Before anyone gets too judgey let me just say that I don’t dislike carpooling because I don’t like helping people. I do love helping people, and I love when people can help me. I actually don’t mind the infrequent carpool to a special event or when someone (myself included) has an emergency. That’s just an awesome part of being in a mom tribe. But for me personally, I’m not looking for a long-term carpool relationship and these are just a few of the reasons why.
1. I Want This Time To Myself
My husband and I have one daughter and I want to cherish every moment with her that I can. It won’t be long before she thinks I’m a dork and would rather hang out with her friends. For now, she thinks I’m the coolest woman on the planet and I want to be the one to spend mornings and afternoons with her on the car ride to and from school. I want to be the one to sing songs as we cruise along. I want to be the first one to ask her how her school day was and even listen to her silence when she says she doesn’t want to talk about it. I want her to associate me with such a huge part of her life- her education. Consequently, I want to do all those things without other little ears in my car. As an only child, I know the bond her and I share is going to be important and I want to start it from a young age. I also don’t want my daughter to get lost in the shuffle of a big carpool with tons of other kids. I want her to feel important and that I care about what happens to her at school. I love our discussions on our school drives, and I don’t want anyone taking those away from me.
2. I Like My Independence
When someone asks if I want to carpool, I inwardly cringe at the loss of independence I would have at being committed to going straight to and from school. I’m a work from home mom and let me tell you, I maximize every moment of the day. Sometimes we leave for school early so I can get gas on the way, or I stop working so I can hit up the grocery store before picking my daughter up from school. Other times, we head straight to appointments, the gym or somewhere fun straight from school. I wouldn’t be able to do any of those things if I had another kid in my carpool. I fully admit, it’s not you- it’s me.
3. I Don’t Want To Be Responsible For Your Child’s Safety
I’ve witnessed the results of enough car accidents and luckily only been in 1 minor fender bender since my daughter has been alive to know how dangerous driving can be. I’m already scared enough driving with my own precious cargo, I don’t want to be responsible for yours too. It makes me seriously anxious to even think about me driving your child to school and being involved in an accident. It makes me even more nervous to think about a carpooling partner having one with MY child in their vehicle.
4. Our Needs Probably Aren’t The Same
To me, when a mom approaches me for a carpool, I see it as a need that she has- not seeking out something convenient. She has other kids to get to a different school or a busy work schedule. For me, I don’t need to carpool at all and that means we wouldn’t have the same end goal in mind. Someone who needs to carpool is committed and takes it seriously. Someone like myself who may see it as a convenience for my situation will undoubtedly not prioritize carpooling and I don’t want to be that person. I’d much rather my friends who need to carpool find someone who can meet their needs and not bow out.

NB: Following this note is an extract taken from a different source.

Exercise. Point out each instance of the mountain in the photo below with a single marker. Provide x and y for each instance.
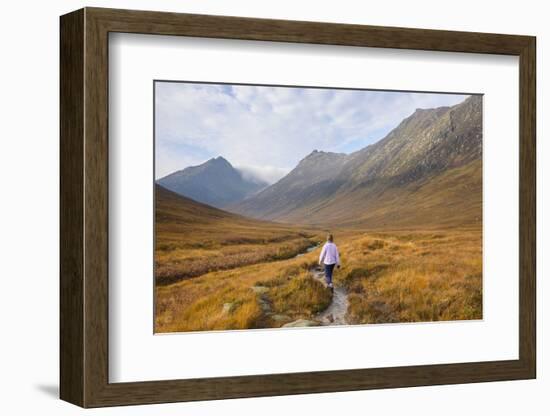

5. I Don’t Want To Stress Out More Than I Already Do
I’m a mom, wife, and a work from home employee. In the midst of grocery shopping, swim lessons, squeezing 5+ hours of work into my day and trying to find time for myself, every day life can be stressful. When I’m running late for drop off or pick up, I of course feel horrible. But I don’t feel nearly as bad as I would if I had other kids I needed to pick up too. If nothing else, the ride to and from school is a reprieve for me. When my daughter is in the car, we can chat. When she’s at school and I’m driving alone, I can finally listen to what I want to or just sit with my thoughts. As much as I love helping other people, I have to say no to carpools for my own sanity. Thanks, but no thanks.